# Meaningful Play Score Assigner

This program is designed to take an adjacency matrix of a topology of non-looping, non-backtracking linear choices, and apply q-learning to determine how meaningful the set of choices would be from the perspective of the actor.

## Setup

Initial set up before we begin:

#### Import Statements

Here all libraries that we use will be imported

In [2]:
from math import *
from decimal import Decimal
import numpy as np
import xlsxwriter

#### Gather User Input

We'll need to know the input file for the adjacency matrix and the number of layers

TODO: (Can modify layer and ending counts to be automatically calculated from adjacency matrix)

In [3]:
filename = input("Please input the name of the topology .txt file you want to score: ")
layers = int(input("Please input the number of non-ending layers your topology has: "))
endings = int(input("Please input the number of endings in your topology: "))

Please input the name of the topology .txt file you want to score: TopNonIntegrated.txt
Please input the number of non-ending layers your topology has: 5
Please input the number of endings in your topology: 4


#### Create State Mapping

The states need to be put into a map for identification purposes.

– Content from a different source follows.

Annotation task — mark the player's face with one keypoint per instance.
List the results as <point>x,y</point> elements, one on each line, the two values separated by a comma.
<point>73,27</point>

TODO:(Can automate this step based on information from the adjacency matrix)

In [4]:
#Mapping for the states of NoIntegrated.txt
location_to_state = {
    'Start' : 0,
    '1D' : 1,
    '1N1' : 2,
    '1N2' : 3,
    '1C' : 4,
    '2D' : 5,
    '2N1' : 6,
    '2N2' : 7,
    '2C' : 8,
    '3D' : 9,
    '3N1' : 10,
    '3N2' : 11,
    '3C' : 12,
    '4D' : 13,
    '4N1' : 14,
    '4N2' : 15,
    '4C' : 16,
    'E1' : 17,
    'E2' : 18,
    'E3' : 19,
    'E4' : 20
}

# Map indices to locations
state_to_location = dict((state,location) for location,state in location_to_state.items())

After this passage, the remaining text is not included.